Нет, тут не процитируешь что-то вроде «кричали женщины «Ура!» и в воздух чепчики бросали» – мелко и невыразительно. И вообще описать творившееся на улицах, по которым мы ехали, невозможно – надо видеть. Выражались людские эмоции по разному – некоторые буквально кидались под копыта наших с Федором коней, желая коснуться его одежды, кто-то рыдал навзрыд, кто-то орал нечто хвалебное, но в большинстве своем это были просто невразумительные восторженные вопли. Про обилие шапок в воздухе вообще молчу. Временами появлялось ощущение, что они не взлетали, а парили в воздухе и несмотря на солнечный день мы с Годуновым, образно говоря, ехали в тени, продвигаясь вперед в час по чайной ложке. А если к обилию восторженных криков добавить колокола, в кои наяривали разом и без передышки….

Словом, я чуть не оглох.

Сам Годунов выглядел на уровне, вполне соответствуя облику государя-защитника, государя-победителя, государя-избавителя. Молодой, красивый, улыбчивый герой, и даже слезы, текущие по его щекам от избытка чувств, облика этого не портили, а скорее напротив, дополняли. Плачет-то человек не от беспомощности – от радости, после того, как успешно защитил, одолел, разгромил, спас.

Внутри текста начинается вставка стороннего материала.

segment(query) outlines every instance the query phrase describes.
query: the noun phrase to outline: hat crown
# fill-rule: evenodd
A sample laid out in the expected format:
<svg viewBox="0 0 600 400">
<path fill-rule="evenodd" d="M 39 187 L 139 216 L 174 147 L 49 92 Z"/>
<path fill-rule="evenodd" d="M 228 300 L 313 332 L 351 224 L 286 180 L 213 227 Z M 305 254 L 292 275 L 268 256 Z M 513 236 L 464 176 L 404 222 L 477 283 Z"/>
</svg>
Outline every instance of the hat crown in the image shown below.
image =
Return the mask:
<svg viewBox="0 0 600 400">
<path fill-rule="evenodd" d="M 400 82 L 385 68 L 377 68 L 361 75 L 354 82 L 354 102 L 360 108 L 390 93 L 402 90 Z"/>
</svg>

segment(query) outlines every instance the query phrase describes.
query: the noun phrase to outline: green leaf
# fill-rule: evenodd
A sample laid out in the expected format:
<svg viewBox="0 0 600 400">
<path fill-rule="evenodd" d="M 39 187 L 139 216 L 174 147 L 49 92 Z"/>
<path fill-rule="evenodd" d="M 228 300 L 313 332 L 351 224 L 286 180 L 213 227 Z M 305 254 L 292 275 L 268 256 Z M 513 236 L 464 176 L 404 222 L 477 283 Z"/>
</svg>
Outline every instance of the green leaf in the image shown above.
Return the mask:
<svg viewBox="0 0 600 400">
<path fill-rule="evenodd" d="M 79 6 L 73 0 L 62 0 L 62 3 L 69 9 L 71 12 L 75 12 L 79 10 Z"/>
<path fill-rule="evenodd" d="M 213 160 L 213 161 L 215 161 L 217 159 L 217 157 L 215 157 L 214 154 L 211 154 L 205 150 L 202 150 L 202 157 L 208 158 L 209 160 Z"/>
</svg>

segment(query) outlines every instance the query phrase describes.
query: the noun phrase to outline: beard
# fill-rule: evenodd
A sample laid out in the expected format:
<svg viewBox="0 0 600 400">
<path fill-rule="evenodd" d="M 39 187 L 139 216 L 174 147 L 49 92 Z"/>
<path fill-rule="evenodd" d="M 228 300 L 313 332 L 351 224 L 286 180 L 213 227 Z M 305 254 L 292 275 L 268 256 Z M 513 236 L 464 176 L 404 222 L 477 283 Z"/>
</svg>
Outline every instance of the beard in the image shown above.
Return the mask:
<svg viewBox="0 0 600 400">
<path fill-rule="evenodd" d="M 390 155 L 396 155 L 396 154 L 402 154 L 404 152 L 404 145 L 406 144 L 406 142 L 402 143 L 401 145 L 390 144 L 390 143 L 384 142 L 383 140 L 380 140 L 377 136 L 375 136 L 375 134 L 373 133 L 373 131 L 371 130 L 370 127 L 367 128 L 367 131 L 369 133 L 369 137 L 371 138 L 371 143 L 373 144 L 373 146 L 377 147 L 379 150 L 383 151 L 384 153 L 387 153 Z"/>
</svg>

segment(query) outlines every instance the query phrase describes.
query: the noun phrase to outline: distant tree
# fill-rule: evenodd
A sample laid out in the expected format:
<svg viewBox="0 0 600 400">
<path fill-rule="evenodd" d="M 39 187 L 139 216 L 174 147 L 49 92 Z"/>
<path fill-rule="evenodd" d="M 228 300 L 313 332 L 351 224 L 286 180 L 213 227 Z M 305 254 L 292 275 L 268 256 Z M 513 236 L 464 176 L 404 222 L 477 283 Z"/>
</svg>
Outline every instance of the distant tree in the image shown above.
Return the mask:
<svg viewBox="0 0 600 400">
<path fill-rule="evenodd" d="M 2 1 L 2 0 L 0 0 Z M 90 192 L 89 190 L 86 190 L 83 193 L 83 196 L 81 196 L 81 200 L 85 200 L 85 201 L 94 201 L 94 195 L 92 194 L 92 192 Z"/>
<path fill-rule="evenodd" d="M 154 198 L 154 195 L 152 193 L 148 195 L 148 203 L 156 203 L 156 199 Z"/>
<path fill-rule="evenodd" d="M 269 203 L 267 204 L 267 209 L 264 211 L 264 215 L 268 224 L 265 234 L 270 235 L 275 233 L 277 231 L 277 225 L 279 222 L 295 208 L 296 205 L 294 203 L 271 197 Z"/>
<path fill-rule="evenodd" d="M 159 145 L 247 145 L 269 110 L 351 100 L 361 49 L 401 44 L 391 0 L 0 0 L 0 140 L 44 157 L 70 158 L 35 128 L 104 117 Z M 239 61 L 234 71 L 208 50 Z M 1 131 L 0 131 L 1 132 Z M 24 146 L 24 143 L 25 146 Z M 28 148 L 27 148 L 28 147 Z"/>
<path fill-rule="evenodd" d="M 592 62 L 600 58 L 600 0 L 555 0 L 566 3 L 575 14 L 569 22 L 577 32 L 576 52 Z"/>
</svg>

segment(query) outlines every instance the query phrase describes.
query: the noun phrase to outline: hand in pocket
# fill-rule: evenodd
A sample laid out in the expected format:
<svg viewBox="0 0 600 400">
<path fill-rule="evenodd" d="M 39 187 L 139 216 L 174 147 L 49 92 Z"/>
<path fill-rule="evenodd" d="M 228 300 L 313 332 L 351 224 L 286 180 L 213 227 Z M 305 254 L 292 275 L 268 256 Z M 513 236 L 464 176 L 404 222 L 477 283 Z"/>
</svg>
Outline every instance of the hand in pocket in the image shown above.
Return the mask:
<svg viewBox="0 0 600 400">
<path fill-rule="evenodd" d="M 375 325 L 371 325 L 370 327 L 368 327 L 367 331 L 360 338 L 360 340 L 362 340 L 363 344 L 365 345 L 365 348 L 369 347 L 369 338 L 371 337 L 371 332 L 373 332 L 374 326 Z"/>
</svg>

А колокольный звон оказался не последним испытанием этого дня. Я, конечно, предупредил в конце своей речи собравшихся на Пожаре людей, что до ухода вражеского войска успокаиваться нельзя и веселиться рано, но народ не больно-то внял моему предупреждению. Да и Годунов тоже. Всенародные торжества он по моему настоянию отменил, однако праздничная трапеза по случаю нашей победы все равно состоялась.

Но вначале мы заехали в Вознесенский монастырь к Марии Григорьевне. Едва зашли к ней, как она накинулась с поцелуями на Федора, а чуть угомонившись, принялась за меня. Троекратно облобызав, она отступила на шаг и со словами: «А енто за спасенного тобою сына» низко, в пояс, поклонилась. Я чуть не присвистнул от удивления – ишь как высоко оценила мои труды. Помнится, в прошлом году отношение к ним было иное.

Пока она кланялась, успела заметить мою перевязанную руку.

– Эхма-а, – протянула она и осведомилась, кивая на нее. – Небось сызнова собой мою кровиночку заслонял? Это в какой же по счету раз, княже?

– Не-е, ныне Ксению Борисовну, – встрял Федор.

– Эва! – охнула Мария Григорьевна. – То-то я зрю, нетути ее с вами. А что с ней?!

– Да пустяшное, – беззаботно отмахнулся он. – Чуток щеку порезало. Лекарь сказывал, вскорости заживет.

– Ну, ну, – протянула она и, вздохнув, встрепенулась, обратившись к сыну. – Помнишь ли, о чем мы с тобой не так давно, всего месяц назад речи вели?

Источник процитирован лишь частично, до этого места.